Photo by Ketut Subiyanto from Pexels

From both my professional and personal circles, I've been hearing stories from managers who face (in astonishment) a push back from team members who would prefer to keep on working from home, rather than coming back full time to the office. I wonder if they ever imagined having this destabilizing conversation in their management careers.

I’ve heard stories from employees too. Individual contributors who were surprised by sudden announcements regarding their sudden, specific, and minimal expected presence at the office (say 3 out of 5 days at the office, per week, to 5 out of 5).

Now, there is a strong case for enterprises to want their people back at the office. Everything from better collaboration, creativity, innovation, attraction, retention, engagement, and cultivating a solid workplace culture is at play here. Nevertheless, we cannot oversee all the reasons why employees have grown fond of working from home. May it be the fact of not having to commute (and being able to use that extra time as they please, though a good portion is put back into work), as well as newfound access to autonomy, flexibility, better work-life balance, ability to attend family matters, etc.

This creates a push-and-pull situation that is frustrating for everybody.
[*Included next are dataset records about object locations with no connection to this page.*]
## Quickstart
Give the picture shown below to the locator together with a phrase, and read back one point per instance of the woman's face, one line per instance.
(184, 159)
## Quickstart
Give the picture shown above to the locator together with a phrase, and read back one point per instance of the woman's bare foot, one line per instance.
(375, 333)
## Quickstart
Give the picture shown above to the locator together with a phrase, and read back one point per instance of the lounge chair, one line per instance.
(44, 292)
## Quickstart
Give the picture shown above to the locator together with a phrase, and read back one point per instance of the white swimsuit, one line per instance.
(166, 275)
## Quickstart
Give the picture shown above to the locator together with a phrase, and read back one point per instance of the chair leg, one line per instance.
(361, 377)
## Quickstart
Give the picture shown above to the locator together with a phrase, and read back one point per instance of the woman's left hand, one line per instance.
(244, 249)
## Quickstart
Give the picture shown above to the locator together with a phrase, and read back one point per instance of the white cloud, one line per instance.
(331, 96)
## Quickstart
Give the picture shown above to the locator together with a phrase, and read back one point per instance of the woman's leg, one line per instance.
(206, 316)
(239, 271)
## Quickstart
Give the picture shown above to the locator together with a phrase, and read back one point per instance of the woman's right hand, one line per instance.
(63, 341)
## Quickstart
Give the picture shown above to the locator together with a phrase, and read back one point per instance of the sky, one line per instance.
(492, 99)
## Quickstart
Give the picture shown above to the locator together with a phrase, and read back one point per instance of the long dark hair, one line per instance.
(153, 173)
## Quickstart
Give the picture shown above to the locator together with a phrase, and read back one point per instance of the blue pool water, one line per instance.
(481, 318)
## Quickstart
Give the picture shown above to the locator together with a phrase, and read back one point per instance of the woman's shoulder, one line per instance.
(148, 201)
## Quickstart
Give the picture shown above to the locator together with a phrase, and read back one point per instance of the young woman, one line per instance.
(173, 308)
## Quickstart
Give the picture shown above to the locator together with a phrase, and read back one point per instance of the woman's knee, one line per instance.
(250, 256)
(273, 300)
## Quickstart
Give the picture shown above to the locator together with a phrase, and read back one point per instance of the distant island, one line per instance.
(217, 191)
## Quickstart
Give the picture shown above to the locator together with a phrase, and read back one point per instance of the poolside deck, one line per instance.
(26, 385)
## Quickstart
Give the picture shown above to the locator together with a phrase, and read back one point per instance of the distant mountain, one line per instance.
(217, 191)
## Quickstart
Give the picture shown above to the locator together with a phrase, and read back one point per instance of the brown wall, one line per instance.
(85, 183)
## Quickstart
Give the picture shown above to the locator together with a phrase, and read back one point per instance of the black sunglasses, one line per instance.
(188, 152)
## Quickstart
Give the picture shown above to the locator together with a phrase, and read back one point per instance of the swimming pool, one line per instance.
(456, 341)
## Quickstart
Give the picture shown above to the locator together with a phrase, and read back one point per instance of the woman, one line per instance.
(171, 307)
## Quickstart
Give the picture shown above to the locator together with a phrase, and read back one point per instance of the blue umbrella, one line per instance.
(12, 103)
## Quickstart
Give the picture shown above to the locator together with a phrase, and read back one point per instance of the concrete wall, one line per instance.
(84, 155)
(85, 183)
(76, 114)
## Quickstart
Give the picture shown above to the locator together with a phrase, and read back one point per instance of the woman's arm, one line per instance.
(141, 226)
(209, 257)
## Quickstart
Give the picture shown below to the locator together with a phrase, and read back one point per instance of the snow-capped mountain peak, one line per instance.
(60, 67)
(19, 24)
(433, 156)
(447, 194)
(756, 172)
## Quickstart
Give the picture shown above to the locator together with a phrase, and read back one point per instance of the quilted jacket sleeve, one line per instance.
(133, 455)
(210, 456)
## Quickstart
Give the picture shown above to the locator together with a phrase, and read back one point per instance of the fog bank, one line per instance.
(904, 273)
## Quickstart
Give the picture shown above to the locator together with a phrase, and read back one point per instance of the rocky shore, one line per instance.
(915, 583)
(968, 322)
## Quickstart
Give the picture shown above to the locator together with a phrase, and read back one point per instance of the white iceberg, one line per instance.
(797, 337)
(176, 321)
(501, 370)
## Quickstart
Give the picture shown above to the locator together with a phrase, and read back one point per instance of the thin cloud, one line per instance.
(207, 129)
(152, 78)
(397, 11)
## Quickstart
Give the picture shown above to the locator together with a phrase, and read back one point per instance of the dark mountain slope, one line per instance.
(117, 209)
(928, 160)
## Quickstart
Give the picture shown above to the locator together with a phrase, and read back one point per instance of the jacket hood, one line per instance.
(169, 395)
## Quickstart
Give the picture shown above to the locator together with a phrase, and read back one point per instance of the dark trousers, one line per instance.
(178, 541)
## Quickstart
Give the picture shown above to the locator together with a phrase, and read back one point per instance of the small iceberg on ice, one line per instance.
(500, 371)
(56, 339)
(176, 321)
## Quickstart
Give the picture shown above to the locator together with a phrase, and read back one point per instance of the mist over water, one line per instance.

I see some organizations using the command-and-control ways to bring people back, while others try friendly strategies like providing free lunch, free ice cream, music, and live animations at given times. And of course!, communicating on these fun actions with the hope of pushing the FOMO buttons of their absent workforce.

My wonder is: are enterprises addressing this situation with the seriousness it deserves? Because for me, this is the real elephant in the room right now; an uncomfortable conversation that not a lot of people are willing to have, and a potential pandora box that enterprises do not want to get close to, but should.

If left unaddressed, the potential damage could be vast, the reasons being the following:

- A recent study about the future of remote work by McKinsey showed that around 30% of employees would switch jobs if they were to return to fully on-site work.

- Another survey from Bloomberg found that 39% of workers (a number that raised to 49% for Millennials and Gen Z) would quit their job if their current employer is unwilling to allow them to work remotely.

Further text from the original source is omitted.